本・花・鳥(ほん・か・どり)

本とか植物とか野鳥とか音楽とか

秘密の花園/フランシス・ホジソン・バーネット

児童文学の名作であり、ガーデニングも関係している以上、今までに読んでこなかったのが不思議なのだが、とにかく初めて読んでみた。「忘れられた花園」というミステリーが本書を下敷きにしていると言うことで読んでみるべきと思ったのである。そして、コマドリも主要な役で登場しているので、お、鳥にも関係していたのだ(笑)。

親を亡くした娘が親戚に引き取られた先で誰も知らない謎の庭園を見つけ、その手入れに熱中するらしいという大筋は知っていたが、しかし、冒頭から肩すかしを食らうような気分だ。児童文学の主人公と言えば、たとえ孤児でも健気で純真で、というのが通り相場だろう。しかし本作の主人公メアリ・レノックス嬢は、インド駐在の上流社会の両親からはろくに構われず、召使いにかしづかれるのみで育ってきており、わがままで横柄でみっともなくてというドはずれっぷりだ(笑)。

義理の叔父であるアーチボルト・クレイヴン氏に引き取られたメアリは、当初は女中のマーサに威張り散らすのみだったが、健康な田舎娘であるマーサの感化を受け、多少は人間らしく振る舞えるようになる。そして、庭に出て、マーサの弟ディコン(動物や植物と仲良しという、陽気で純粋な自然の申し子)と遊ぶうちに子供らしい健康を取り戻して行くのだ(しかし強情なところは変わらない(笑))。

クレイヴン氏には気立ての良い美しい妻がいたが十年前に亡くなっている。そして、妻に似た面立ちの息子コリンを疎んじてほとんど構わず、こちらも可哀想な育てられ方をしてきている少年なのだが、ある日、泣きじゃくる少年の声を聞きつけたメアリは持ち前の好奇心と強情さで少年の部屋を探し出し押しかけていく。

メアリ同様にコリンもスポイルされた子供であり、自分が父親と同じ脊柱後湾(せむし)になって早死にするという恐怖にとりつかれ、かんしゃく持ちでヒステリックでわがままでこらえ性がなくて寝たきりという、何ともはやな少年である(笑)。

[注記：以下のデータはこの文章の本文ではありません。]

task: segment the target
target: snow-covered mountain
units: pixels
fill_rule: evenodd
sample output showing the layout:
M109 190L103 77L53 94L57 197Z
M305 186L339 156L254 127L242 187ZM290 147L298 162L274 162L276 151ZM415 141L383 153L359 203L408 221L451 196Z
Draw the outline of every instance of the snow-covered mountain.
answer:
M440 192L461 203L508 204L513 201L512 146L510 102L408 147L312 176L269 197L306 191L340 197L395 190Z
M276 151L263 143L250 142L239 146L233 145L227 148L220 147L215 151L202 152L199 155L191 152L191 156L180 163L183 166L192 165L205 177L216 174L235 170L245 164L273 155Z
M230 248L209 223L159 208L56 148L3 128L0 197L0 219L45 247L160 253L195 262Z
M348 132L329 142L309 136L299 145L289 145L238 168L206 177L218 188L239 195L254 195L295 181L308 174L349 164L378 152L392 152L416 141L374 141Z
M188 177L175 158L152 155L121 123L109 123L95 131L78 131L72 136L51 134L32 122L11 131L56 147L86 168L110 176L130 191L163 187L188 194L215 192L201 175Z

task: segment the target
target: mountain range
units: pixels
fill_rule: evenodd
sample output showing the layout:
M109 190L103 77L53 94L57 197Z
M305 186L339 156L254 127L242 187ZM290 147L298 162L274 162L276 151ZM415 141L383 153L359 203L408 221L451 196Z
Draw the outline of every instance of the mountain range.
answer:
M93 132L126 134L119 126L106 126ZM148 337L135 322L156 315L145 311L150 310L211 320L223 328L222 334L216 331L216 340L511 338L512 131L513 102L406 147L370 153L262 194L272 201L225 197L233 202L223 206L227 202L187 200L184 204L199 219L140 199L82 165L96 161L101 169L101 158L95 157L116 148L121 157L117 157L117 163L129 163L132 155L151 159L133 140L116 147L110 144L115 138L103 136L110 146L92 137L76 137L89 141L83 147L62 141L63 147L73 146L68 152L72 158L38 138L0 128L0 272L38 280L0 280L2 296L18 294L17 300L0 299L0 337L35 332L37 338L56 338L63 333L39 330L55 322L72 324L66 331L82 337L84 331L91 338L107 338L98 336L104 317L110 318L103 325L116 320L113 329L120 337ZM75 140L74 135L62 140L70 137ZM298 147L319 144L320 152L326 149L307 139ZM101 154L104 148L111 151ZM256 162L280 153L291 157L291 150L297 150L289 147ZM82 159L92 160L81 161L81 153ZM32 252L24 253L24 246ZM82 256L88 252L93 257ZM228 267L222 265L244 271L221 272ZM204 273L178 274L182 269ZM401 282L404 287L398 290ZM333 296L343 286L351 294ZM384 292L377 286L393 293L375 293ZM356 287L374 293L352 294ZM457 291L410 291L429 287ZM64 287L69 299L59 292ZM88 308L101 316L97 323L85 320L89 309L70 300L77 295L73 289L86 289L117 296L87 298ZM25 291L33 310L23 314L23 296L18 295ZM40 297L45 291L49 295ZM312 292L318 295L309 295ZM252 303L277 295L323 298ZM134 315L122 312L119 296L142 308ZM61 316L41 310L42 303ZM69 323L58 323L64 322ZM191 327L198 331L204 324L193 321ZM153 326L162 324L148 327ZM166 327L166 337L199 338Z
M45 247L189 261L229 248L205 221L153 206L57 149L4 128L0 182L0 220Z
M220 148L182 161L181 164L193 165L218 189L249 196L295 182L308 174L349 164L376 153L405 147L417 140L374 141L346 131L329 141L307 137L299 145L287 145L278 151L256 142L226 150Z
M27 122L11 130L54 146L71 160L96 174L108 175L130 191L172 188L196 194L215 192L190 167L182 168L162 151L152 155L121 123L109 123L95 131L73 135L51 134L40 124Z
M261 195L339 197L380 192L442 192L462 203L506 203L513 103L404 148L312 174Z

封印された秘密の花園での遊びを通して健康になっていく二人が読んでいて何とも楽しいが、荒れていた庭がよみがえっていく課程も美しい。手入れをされたことに球根の芽が青々と伸び出しているが、これはメアリとコリンの暗喩ではないだろうか。どうしようもない子供たちがきちんと再生していくというくだりにはいかにも教訓めいたものが感じられ,たとえ最初がドはずれていても、これはこれで正統な児童文学なのかもしれない。